En esta columna, una reflexión sobre cómo la verdadera presencia ejecutiva no se construye desde la apariencia ni desde fórmulas prefabricadas de liderazgo, sino desde la autenticidad, la coherencia y la capacidad de actuar desde la propia identidad. En un entorno que premia la visibilidad, plantea que el liderazgo más poderoso sigue naciendo de la verdad personal.
30 de abril de 2026 a las 10:55 p. m.

Adam Grant lo demuestra con evidencia en su libro Originales: quienes realmente transforman el mundo no son los más atrevidos ni los más carismáticos. Son quienes tienen el valor de actuar desde quienes son, sin formatear su identidad para encajar en lo que el entorno espera de ellos.

Esa distinción importa más de lo que parece.

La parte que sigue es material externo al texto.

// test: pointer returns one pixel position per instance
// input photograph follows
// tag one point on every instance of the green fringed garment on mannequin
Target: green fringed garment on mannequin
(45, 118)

Durante años, el desarrollo del liderazgo ha operado bajo una lógica opuesta: formatear a las personas para que se ajusten a un molde de lo que “debe verse” como un líder. Más control aquí, más contundencia allá, menos emoción en esta reunión, más estrategia en aquella presentación.

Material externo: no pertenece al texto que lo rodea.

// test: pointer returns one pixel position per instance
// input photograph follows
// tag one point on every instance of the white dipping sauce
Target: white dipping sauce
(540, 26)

El resultado suele ser un líder funcional, pero no necesariamente un líder presente.

Grant lo ilustra con un patrón que se repite: los líderes que dejan huella no son los que mejor leyeron el manual. Son quienes, en el momento en que el entorno les pedía conformidad, eligieron coherencia.

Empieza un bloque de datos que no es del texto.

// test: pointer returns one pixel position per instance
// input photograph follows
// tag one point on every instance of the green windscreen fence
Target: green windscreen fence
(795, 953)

El CEO que defiende una decisión impopular porque está alineada con los valores de la organización, y no porque sea la más cómoda. El ejecutivo que reconoce públicamente lo que no sabe, en lugar de proteger una imagen de omnisciencia. El líder que dice lo que piensa en la sala equivocada, sabiendo lo que eso puede costar.

Todos ellos comparten algo: no estaban actuando. Estaban siendo.

El poder que incomoda es el que transforma

La presencia ejecutiva fue definida durante décadas por lo observable: gravitas, comunicación, apariencia. Pero la investigación más reciente es contundente: la autenticidad, la capacidad de escuchar para aprender y la coherencia entre valores y acción tienen hoy un peso que antes no tenían.

Ya no basta con proyectar autoridad. Hay que encarnarla.

Desde mi rol puedo evidenciarlo con claridad. Lo que vivimos en el programa de Presencia Ejecutiva que coconstruimos con el equipo de LHH Colombia lo confirma una y otra vez.

No trabajamos sobre el talento; trabajamos sobre las capas que lo cubren.

Los líderes no llegan sin capacidades. Llegan con versiones de sí mismos que han ido ajustando para encajar. Y cuando ese ajuste acumulado se desmonta —cuando alguien deja de administrar su presencia y empieza a habitarla— algo cambia de manera visible e irreversible.

Ese trabajo se sostiene sobre seis dimensiones que no enseñan a actuar como líder, sino que acompañan a descubrir al líder que ya existe.

Todo comienza con la autenticidad y la autoconciencia: saber quién se es, desde dónde se lidera y qué valores no son negociables.

Sin esa base, todo lo demás es actuación.

De ahí se desprende la relación con el poder y la influencia. Grant muestra que los originales no esperan permiso para ejercer influencia; aprenden a hablar sin ser silenciados, a construir coaliciones de aliados y a elegir el momento correcto para actuar.

Ejercer poder con criterio es una competencia, no un rasgo de personalidad.

La tercera dimensión es la comunicación estratégica y persuasiva.

No se trata de elocuencia técnica, sino de coherencia entre lo que se cree y lo que se dice. Los líderes que más movilizan a otros no son los que hablan mejor, sino los que hablan desde un lugar real.

La cuarta es la credibilidad y la marca personal, construida en la consistencia entre palabras y acciones a lo largo del tiempo.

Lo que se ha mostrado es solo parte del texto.